Säuberungswelle in der CDU

In der CDU hat eine Säuberung begonnen. Wer sich irgendwann kritisch zur Kanzlerin geäußert oder bei Facebook an der falschen Stelle „Gefällt mir“ geklickt hat, wird erschossen nicht wieder aufgestellt. Das musste am 22. Oktober 2016 die Leipziger Bundestagsabgeordnete Bettina Kudla erfahren, die „Mama Merkel“ per Twittter die „Umvolkung“ des Landes der Deutschen attestiert hatte. Folge: Kudla wurde nicht wieder für den Bundestag aufgestellt, im Oktober 2017 kommt der unschöne Diäten-Entzug.
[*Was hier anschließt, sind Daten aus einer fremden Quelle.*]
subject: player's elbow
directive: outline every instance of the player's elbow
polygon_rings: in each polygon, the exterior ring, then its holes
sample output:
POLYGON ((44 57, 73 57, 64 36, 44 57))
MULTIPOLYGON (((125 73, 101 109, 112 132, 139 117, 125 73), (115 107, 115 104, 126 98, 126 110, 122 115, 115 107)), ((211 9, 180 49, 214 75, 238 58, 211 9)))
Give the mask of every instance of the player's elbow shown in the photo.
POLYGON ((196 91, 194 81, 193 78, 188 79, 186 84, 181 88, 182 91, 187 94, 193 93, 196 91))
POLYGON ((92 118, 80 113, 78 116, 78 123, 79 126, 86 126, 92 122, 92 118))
Den Startschuss zur Säuberungswelle hatte CDU-Generalsekretär Peter Tauber schon vor etwa einem Jahr gegeben: „Wer hier nicht für Angela Merkel ist, ist ein Arschloch und kann gehen.“

In Mecklenburg-Vorpommern darf der Stralsunder Staatsanwalt Sascha Ott (CDU) nicht Justizminister in der Großen Koalition werden. Ott hatte nicht mit Steinen geworfen. Er hatte auch keine Pistole im Kofferraum seines Autos, mit der eine schwere Straftat begangen wurde. Er hatte keine Steuern hinterzogen und sich auch nicht für die Straflosigkeit des Geschlechtsverkehrs mit Kindern ausgesprochen wie so mancher Grüne. Nein, sein „Verbrechen“ bestand darin, auf einer Facebook-Seite der Alternative für Deutschland (AfD) ein Gefällt-mir-Häkchen gesetzt zu haben. Außerdem wird ihm vorgeworfen, zu islamkritischen Kommentaren auf Facebook seine Zustimmung zum Ausdruck gebracht zu haben.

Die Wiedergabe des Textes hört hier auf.